13 甘いお弁当

 いつだったかボスの鳳が言っていた台詞だ。
「力は相手を交渉の席に縛り付けておくために便利なだけで解決そのものは力だけじゃあうまくいかない」
「解決するか否かは話術や交渉にかかっている。しかし有利に運べるかどうかは権力や暴力が大いに有効だ」

 紅龍会の財務を総括している立場ならば権力はそこそこあれども、暴力にいたってはほとんどない黒狸だ。
「残念ですがあなた方にお貸しできる銀行口座はないんですよ」
  いきなり某銀行からいくつもの口座を閉鎖されたことの確認がとれたときは驚いた。
  驚いたというのは、不当だと感じたというよりもどうしてバレたのだろうという意味でだ。
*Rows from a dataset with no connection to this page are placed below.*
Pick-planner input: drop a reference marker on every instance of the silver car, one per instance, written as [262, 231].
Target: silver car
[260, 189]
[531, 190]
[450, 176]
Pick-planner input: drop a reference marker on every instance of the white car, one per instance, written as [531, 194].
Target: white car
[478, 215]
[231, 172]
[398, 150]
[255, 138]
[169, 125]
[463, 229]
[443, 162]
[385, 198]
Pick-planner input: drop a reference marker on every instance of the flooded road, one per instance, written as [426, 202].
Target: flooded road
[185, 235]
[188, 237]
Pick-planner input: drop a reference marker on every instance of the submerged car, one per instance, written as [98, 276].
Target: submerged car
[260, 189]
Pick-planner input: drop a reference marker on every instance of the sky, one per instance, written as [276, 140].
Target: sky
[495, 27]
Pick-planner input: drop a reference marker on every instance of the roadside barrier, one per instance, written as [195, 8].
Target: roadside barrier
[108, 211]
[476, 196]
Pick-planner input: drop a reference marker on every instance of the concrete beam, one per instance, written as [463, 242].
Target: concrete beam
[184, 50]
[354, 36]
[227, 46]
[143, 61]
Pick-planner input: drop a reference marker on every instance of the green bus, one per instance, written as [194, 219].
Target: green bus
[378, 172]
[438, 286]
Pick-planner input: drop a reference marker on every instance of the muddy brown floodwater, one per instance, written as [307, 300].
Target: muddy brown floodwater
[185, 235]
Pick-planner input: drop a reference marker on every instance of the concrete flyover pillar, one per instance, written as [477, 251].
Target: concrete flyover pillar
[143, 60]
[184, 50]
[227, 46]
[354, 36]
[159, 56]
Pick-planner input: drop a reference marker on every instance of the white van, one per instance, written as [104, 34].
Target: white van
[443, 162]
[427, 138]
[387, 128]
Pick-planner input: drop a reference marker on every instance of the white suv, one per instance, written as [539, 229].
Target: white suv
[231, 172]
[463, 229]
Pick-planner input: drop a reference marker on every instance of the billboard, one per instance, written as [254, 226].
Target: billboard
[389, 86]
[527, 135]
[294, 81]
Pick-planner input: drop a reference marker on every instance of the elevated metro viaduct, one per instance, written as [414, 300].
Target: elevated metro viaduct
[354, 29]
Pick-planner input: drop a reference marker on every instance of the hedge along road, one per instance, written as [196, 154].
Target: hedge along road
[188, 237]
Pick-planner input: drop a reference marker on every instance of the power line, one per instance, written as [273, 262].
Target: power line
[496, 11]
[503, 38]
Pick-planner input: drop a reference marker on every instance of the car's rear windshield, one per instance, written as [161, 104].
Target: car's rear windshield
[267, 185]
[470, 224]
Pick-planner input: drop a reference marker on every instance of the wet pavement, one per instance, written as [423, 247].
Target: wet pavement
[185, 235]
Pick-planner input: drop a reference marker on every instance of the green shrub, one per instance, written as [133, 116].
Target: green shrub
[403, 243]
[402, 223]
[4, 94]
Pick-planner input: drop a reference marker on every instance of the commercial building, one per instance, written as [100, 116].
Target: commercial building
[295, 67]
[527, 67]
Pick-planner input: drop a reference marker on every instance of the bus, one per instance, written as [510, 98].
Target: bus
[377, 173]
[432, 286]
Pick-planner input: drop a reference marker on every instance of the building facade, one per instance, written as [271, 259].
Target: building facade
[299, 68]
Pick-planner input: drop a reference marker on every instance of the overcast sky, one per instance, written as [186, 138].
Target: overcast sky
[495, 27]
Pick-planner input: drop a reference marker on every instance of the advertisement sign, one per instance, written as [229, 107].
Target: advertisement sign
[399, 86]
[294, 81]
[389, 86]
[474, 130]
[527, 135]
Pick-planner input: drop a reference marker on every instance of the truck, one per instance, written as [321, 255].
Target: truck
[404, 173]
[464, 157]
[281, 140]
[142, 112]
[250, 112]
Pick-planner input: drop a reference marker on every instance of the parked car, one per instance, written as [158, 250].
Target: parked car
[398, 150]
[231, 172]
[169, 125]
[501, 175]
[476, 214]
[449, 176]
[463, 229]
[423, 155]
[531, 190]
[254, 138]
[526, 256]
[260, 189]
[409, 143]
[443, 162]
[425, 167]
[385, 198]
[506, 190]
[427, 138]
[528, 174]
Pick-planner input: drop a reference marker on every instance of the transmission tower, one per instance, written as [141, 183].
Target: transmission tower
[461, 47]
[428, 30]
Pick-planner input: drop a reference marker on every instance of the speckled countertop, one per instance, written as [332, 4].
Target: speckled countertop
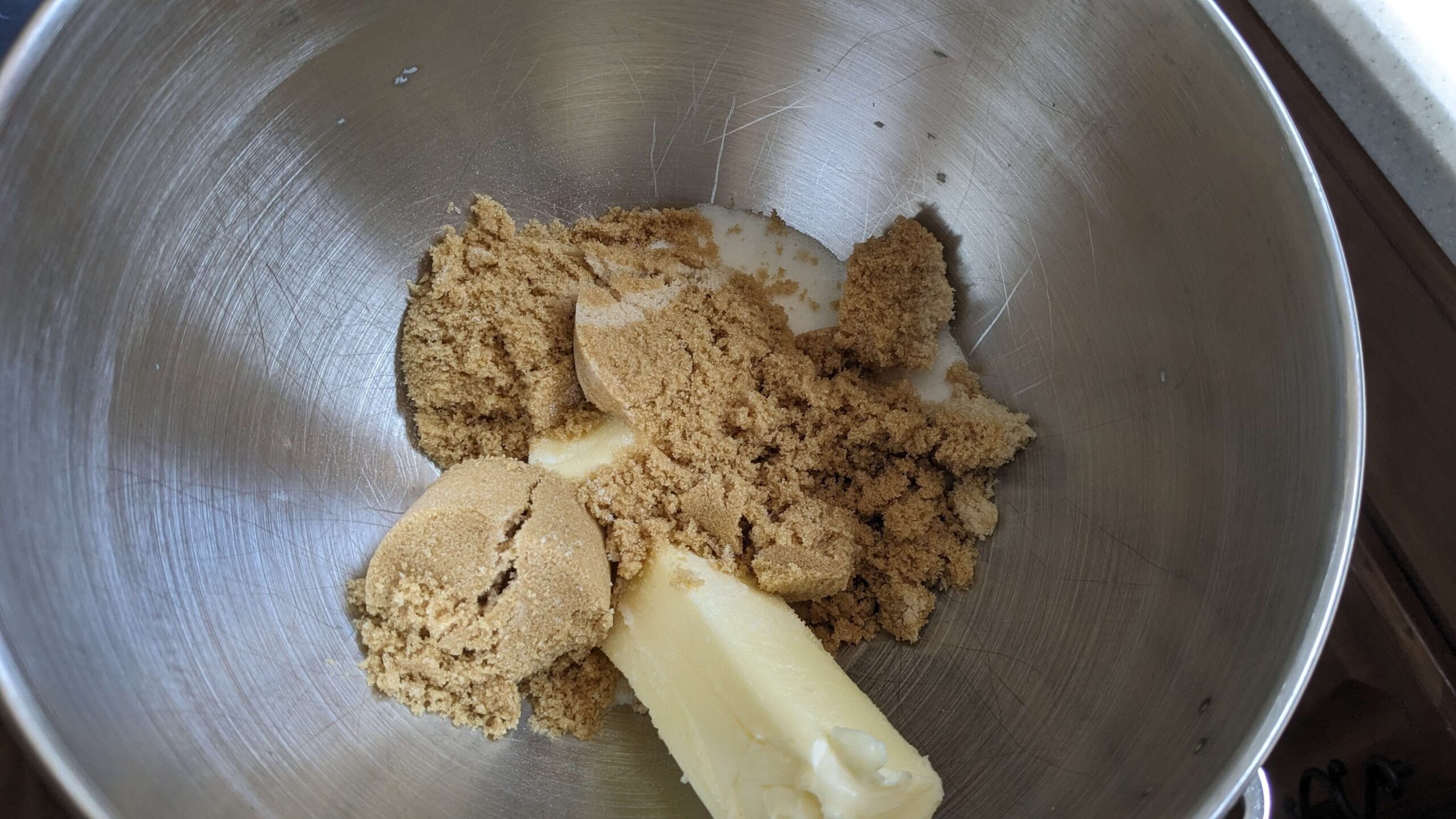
[1388, 68]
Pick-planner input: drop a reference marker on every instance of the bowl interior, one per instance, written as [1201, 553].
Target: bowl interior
[216, 212]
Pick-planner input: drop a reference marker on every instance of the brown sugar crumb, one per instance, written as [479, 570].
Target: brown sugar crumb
[485, 346]
[896, 297]
[833, 481]
[485, 581]
[783, 458]
[573, 697]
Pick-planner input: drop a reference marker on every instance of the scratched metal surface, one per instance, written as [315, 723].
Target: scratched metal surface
[212, 214]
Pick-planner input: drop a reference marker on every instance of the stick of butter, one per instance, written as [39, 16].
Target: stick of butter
[576, 458]
[760, 719]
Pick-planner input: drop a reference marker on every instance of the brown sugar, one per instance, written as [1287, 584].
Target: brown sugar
[778, 455]
[485, 346]
[896, 297]
[491, 576]
[787, 460]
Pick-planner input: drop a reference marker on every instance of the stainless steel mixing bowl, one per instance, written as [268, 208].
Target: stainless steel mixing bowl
[212, 212]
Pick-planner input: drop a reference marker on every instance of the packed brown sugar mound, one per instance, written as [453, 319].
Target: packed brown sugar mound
[784, 458]
[485, 346]
[485, 582]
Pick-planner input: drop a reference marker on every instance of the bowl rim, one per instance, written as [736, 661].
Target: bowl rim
[22, 713]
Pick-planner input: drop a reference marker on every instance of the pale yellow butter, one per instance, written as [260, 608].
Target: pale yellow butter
[759, 717]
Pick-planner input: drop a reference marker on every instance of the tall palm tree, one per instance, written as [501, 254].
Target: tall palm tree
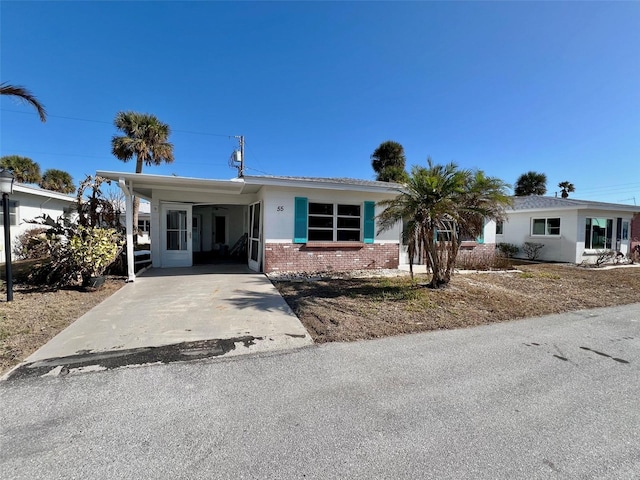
[531, 183]
[57, 180]
[446, 199]
[24, 169]
[25, 95]
[567, 187]
[146, 138]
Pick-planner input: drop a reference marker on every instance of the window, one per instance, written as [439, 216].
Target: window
[330, 222]
[545, 226]
[144, 226]
[13, 213]
[444, 234]
[598, 233]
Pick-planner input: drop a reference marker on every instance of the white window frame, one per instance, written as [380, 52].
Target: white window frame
[146, 226]
[608, 235]
[334, 221]
[547, 227]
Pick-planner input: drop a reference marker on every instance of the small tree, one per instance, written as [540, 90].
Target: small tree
[567, 188]
[146, 138]
[58, 181]
[94, 208]
[531, 183]
[388, 161]
[440, 205]
[24, 169]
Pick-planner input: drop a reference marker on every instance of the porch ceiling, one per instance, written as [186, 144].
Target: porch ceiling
[143, 185]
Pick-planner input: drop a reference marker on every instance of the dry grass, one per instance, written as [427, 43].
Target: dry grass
[347, 310]
[36, 315]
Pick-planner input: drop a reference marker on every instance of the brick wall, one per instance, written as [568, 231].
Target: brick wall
[290, 257]
[477, 247]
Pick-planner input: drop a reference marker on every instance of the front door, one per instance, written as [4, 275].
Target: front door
[177, 246]
[196, 235]
[255, 237]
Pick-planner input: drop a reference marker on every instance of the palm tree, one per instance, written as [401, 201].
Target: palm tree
[445, 199]
[58, 181]
[25, 95]
[531, 183]
[388, 161]
[24, 169]
[567, 187]
[146, 138]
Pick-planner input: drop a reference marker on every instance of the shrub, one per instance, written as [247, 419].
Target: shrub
[29, 245]
[75, 252]
[604, 256]
[508, 249]
[532, 250]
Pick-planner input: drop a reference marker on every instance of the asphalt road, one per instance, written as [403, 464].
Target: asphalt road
[553, 397]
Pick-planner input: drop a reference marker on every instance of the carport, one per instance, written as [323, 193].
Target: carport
[194, 219]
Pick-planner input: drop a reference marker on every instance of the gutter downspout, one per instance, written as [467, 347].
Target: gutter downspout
[131, 275]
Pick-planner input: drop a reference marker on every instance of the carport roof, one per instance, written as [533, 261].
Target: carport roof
[143, 184]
「どういう理由で閉鎖されてたのか当社のほうとしても理由を上司に報告しなければなりませんが」
「当社? 紅龍会は会社ではないでしょう」
「紅龍会とわたくしどもがどう繋がりがあるというのでしょうか」
「こちらでそれを立証する必要はありません。そちらで無罪を証明していただかなければ口座の再開はできません」
「わかっていませんね。疑わしきを罰するとシエルロアの法律には書かれていないんですよ。そちらで立証していただきたい」
  長引きそうな交渉だと黒狸は感じた。
  長引く理由は相手が感情的になっていることや、理屈がどうであれ筋を通す気がなさそうなこと、こちらが紅龍会と繋がりがあるとどこかで確信していることなどだが。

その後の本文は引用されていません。